Robin Braun says she creates paintings with a luminous, storybook quality. “I can make bees into a character for the viewer, something that they can relate to,” she says. “I very much enjoy the tiny world and dramas that unfold in the microcosm but which we are oblivious to as we rush around in our own, larger world.”
Washington, D.C.-based Mary Early offers an abstract, structural form made from beeswax, while Matt Lively provides a number of “bee-cycles”—fanciful paintings of bees with wheels, clustered and buzzing through the frame.
For engineer and artist Blake Hurt, bees are “a net to collect imagination.” His collages layer technical illustration of gears and apple corers into bee bodies. Jason McLeod takes a similarly mechanical approach, building wasp bodies out of silver and gold. In “A Consideration of Bees,” these tiny sculptures pose atop found abandoned wasp nests.
“Bees are astonishing creatures and bring to mind metaphors for our own life experience,” says Suzanne Stryk via e-mail. “Bees are both wild and domesticated, as are we. They live in societies, as do we. They dance to show their hive mates where the good flowers are. They make honey and they sting.”
The artist, who paints bees on mirror panels, points to the depth of our symbiosis by adding that honeybees “are absolutely essential as pollinators of so many of our crop plants.”
Bees are the canaries in the coal mine, says Richard Knox Robinson, in a voiceover during his award-winning experimental film, The Beekeepers.

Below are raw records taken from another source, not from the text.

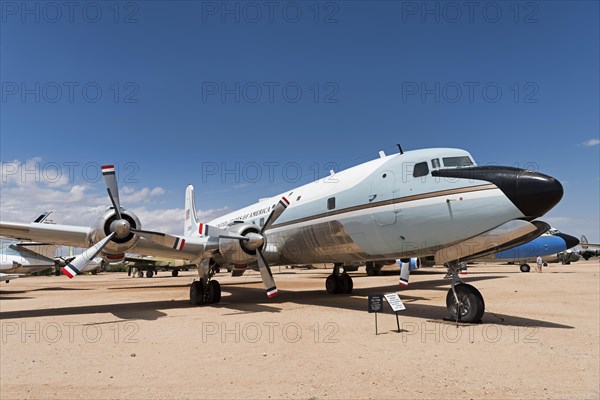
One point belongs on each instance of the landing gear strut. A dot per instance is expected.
(205, 290)
(463, 301)
(339, 282)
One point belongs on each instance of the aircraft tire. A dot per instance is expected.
(332, 285)
(342, 283)
(472, 300)
(349, 285)
(197, 293)
(214, 292)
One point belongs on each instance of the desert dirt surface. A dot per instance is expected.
(113, 336)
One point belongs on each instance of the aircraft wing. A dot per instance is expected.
(8, 277)
(65, 235)
(191, 250)
(76, 236)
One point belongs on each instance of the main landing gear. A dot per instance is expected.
(339, 282)
(205, 290)
(464, 302)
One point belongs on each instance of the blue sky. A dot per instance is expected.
(248, 99)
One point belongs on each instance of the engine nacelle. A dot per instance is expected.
(413, 263)
(123, 240)
(235, 251)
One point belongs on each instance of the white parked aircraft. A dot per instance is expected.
(430, 202)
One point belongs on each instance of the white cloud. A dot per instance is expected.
(591, 142)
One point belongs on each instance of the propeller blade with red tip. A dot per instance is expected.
(110, 180)
(266, 275)
(79, 262)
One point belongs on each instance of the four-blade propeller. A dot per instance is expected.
(121, 228)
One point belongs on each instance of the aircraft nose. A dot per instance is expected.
(569, 240)
(532, 192)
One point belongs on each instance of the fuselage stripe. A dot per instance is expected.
(389, 202)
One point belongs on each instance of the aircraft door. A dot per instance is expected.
(382, 197)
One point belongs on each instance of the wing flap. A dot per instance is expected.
(64, 235)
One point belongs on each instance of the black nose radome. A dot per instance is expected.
(569, 240)
(533, 193)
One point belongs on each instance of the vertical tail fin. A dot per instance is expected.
(190, 227)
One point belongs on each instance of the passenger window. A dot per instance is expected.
(331, 203)
(463, 161)
(421, 169)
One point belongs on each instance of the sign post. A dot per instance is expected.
(394, 301)
(375, 306)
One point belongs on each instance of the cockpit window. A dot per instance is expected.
(462, 161)
(421, 169)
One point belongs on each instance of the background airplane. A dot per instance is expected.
(430, 202)
(549, 244)
(586, 252)
(150, 264)
(25, 258)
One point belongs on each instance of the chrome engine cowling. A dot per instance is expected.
(123, 240)
(237, 251)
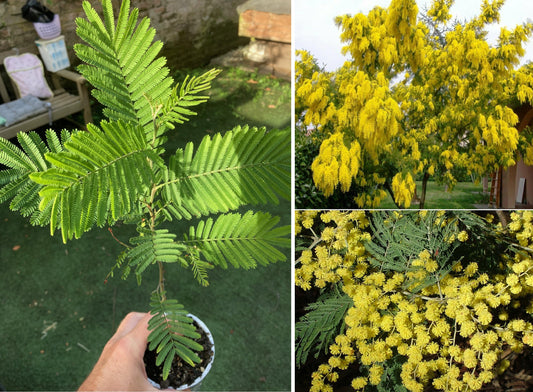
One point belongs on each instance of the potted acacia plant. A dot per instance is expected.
(118, 170)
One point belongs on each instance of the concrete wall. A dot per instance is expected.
(193, 31)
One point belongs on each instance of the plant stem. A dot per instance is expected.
(161, 285)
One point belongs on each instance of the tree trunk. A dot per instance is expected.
(424, 186)
(391, 193)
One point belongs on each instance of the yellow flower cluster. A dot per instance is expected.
(336, 164)
(450, 333)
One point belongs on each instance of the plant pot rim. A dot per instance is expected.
(198, 380)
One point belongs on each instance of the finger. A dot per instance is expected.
(128, 324)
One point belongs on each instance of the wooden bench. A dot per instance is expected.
(63, 102)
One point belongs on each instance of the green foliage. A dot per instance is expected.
(115, 171)
(399, 239)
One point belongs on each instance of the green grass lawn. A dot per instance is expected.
(58, 312)
(465, 195)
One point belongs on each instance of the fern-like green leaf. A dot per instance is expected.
(15, 182)
(97, 178)
(398, 239)
(130, 80)
(240, 240)
(245, 166)
(153, 246)
(184, 96)
(172, 332)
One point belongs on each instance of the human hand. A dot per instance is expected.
(121, 366)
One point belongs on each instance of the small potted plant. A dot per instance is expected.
(118, 170)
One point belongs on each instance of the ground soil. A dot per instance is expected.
(181, 373)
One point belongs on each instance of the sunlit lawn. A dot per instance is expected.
(465, 195)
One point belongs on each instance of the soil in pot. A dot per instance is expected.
(181, 373)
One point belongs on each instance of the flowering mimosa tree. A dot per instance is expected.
(420, 97)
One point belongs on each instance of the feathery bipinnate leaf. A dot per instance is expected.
(129, 79)
(172, 332)
(153, 246)
(184, 96)
(15, 182)
(241, 240)
(121, 62)
(245, 166)
(99, 177)
(323, 321)
(398, 239)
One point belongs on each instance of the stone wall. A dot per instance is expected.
(193, 31)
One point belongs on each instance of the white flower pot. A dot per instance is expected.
(195, 385)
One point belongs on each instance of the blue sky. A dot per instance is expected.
(314, 29)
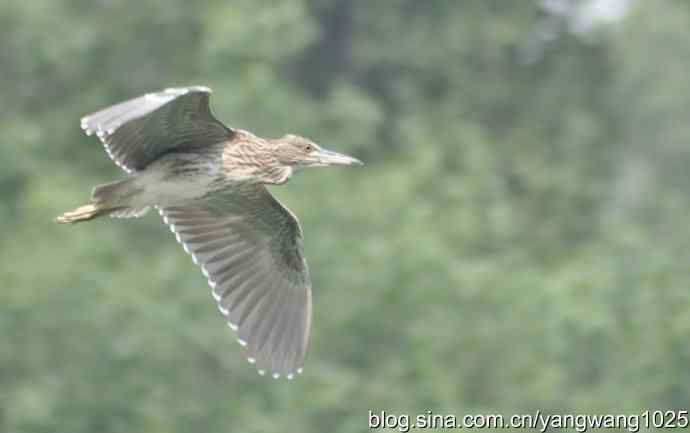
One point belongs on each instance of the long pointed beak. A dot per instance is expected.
(327, 157)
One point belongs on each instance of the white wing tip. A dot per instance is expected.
(201, 89)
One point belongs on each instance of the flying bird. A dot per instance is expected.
(208, 182)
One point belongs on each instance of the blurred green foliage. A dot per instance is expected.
(518, 239)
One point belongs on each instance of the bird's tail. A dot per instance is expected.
(109, 199)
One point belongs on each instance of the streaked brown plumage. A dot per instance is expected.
(207, 182)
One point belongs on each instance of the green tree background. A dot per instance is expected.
(518, 239)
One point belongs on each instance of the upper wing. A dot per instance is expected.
(138, 131)
(250, 248)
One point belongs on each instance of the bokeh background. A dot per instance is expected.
(518, 240)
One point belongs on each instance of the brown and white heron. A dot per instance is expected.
(208, 183)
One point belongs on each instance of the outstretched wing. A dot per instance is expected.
(250, 248)
(138, 131)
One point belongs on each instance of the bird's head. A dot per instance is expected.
(298, 152)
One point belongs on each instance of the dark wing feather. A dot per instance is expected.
(138, 131)
(250, 248)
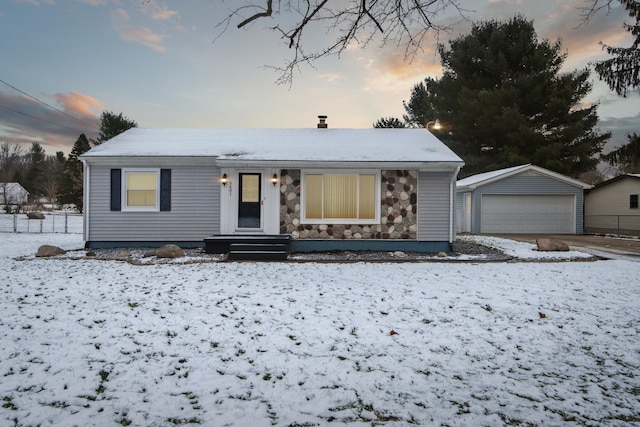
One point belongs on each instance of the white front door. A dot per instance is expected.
(249, 202)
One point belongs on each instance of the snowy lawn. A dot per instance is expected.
(87, 342)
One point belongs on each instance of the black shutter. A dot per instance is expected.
(116, 189)
(165, 189)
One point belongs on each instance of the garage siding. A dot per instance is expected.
(527, 214)
(194, 215)
(522, 185)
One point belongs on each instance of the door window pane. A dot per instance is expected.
(251, 188)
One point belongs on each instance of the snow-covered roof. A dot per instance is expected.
(319, 145)
(480, 179)
(12, 187)
(633, 176)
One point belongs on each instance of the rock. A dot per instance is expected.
(169, 251)
(48, 250)
(551, 245)
(35, 215)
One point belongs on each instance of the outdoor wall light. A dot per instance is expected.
(435, 123)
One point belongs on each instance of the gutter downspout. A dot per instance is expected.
(85, 201)
(452, 205)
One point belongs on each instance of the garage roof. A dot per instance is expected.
(481, 179)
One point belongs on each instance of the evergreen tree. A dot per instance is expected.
(389, 122)
(626, 158)
(35, 171)
(72, 181)
(622, 72)
(112, 124)
(504, 102)
(53, 172)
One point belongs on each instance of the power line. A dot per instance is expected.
(37, 118)
(44, 103)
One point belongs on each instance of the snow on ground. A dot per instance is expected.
(88, 342)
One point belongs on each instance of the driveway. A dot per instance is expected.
(605, 246)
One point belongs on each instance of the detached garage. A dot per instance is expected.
(524, 199)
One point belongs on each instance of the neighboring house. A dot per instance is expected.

The short documentary, which plays on a loop in the gallery, features an interview with commercial beekeeper David Hackenberg, the discoverer of Colony Collapse Disorder, which wipes out entire colonies at twice the normal rate.

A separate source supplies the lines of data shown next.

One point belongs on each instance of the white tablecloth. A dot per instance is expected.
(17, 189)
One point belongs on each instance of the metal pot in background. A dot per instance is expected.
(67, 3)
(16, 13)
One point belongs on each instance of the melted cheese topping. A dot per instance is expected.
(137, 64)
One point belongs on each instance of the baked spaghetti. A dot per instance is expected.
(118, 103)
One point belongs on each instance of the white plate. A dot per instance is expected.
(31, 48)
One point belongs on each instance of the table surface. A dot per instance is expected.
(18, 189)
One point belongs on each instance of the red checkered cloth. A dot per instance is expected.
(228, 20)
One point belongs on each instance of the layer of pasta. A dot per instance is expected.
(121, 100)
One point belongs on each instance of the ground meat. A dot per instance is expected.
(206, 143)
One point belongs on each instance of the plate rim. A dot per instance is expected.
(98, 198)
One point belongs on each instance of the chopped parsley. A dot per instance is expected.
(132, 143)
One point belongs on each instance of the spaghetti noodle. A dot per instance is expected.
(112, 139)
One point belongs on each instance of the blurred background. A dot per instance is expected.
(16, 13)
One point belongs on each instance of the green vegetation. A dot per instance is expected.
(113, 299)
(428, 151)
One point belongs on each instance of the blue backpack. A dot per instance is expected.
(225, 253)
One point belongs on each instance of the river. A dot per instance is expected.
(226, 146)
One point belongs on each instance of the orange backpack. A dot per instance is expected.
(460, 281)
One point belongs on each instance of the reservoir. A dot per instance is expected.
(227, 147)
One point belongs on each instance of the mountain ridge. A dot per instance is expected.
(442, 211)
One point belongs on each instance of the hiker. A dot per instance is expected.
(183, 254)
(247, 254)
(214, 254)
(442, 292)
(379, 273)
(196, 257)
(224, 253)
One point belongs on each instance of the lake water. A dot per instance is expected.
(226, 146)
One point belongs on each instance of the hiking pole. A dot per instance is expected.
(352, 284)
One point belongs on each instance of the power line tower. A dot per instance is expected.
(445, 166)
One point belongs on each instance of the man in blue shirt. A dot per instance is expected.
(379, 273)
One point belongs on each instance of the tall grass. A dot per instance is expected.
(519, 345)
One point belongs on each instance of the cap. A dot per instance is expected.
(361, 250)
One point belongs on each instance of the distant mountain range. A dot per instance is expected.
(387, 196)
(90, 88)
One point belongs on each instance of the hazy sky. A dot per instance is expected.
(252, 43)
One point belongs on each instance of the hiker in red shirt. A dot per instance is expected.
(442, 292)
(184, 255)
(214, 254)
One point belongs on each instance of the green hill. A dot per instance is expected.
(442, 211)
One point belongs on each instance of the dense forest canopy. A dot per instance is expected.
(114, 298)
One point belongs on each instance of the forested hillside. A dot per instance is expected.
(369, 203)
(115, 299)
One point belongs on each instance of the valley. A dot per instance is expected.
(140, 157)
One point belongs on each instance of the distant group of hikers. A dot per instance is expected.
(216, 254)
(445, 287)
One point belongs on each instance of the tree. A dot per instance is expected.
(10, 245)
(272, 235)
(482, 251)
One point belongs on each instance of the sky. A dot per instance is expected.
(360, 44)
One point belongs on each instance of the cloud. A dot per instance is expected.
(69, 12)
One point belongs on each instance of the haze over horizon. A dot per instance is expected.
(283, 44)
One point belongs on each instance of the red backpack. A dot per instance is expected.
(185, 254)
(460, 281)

During the day, Robinson explains, bees fly for miles, returning to their hives laced with the dust of pesticides and other pollutants. For this reason, they act as on-the-ground indicators of the wellness of the planet.
It’s the subject of Dixon’s most recent work, “Living Hive: A Sculptural Platform for Collective Action,” a collection of drawings and sculptures created in conjunction with German Perilla’s Pollen Collection Project.

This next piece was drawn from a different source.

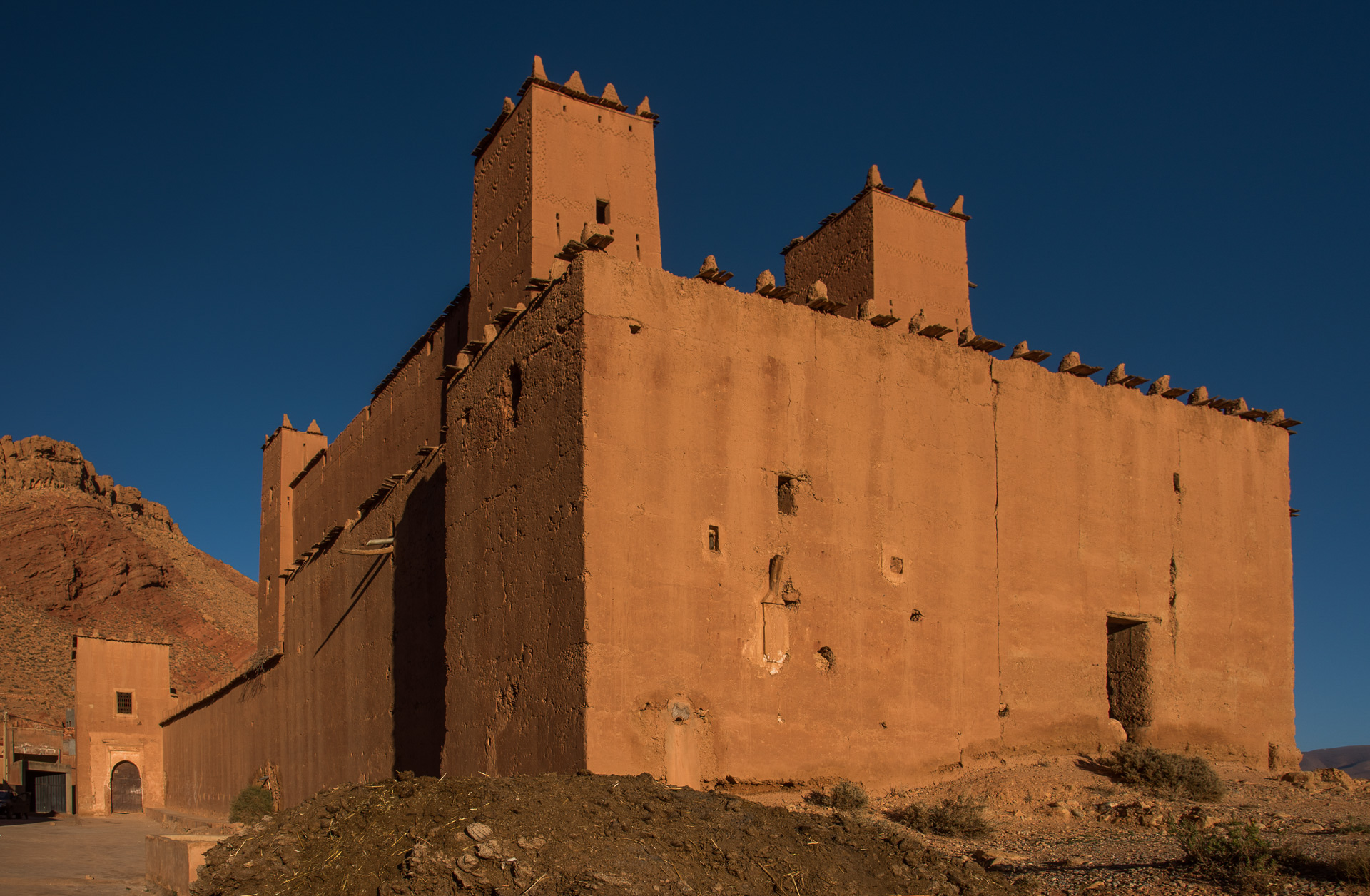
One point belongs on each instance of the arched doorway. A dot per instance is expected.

Perilla, who works with Dixon at George Mason University, collects honeybee pollen to evaluate toxin sources and levels in an effort to identify the contaminants that cause disorders like CCD.
Dixon’s drawings detail the microscopic structures of pollen, while her sculptures will be built in conjunction with bees. Using her drawings as a model, she uses a 3-D printer to create a multipart sculpture. Each piece fits inside the top super [stack] of a standard beehive, in apiaries from Fairfax to Danville along the Route 29 corridor.
She says these layers of industrial technology, handmade materials and public examination echoes the social problem—and its potential solution.
“Bees are a representation of a broader issue,” Dixon says. “We have gone through a consumer period where our main objectives have been to establish markets. Now we’ve really got to backtrack and see what we have in the hand.”
Pollen, she adds, is an indicator of that larger issue of pollution. “Our environment is tainted with things we have taken out of the ground, our oil products. All these plastics, we’re living with them. They’re not going to go away. So how do we deal with pesticides and pollutants? How do we separate the good from the less tainted? Because everything is tainted now.”
Dixon says she’s seen a wide variety of reactions from bees presented with her sculpture. “The country bees are a little more aggressive and assertive,” she says. “But as soon as you enter the city, [their behavior] becomes very volatile because we’ve got to deal with all kinds of pesticides.”
She hopes her work inspires discussion among those concerned about sustainable agriculture. “Rural Virginia has a lot to give northern Virginia, and vice versa,” she says. “It’s about different people coming together and talking about stuff that they need to be talking about.”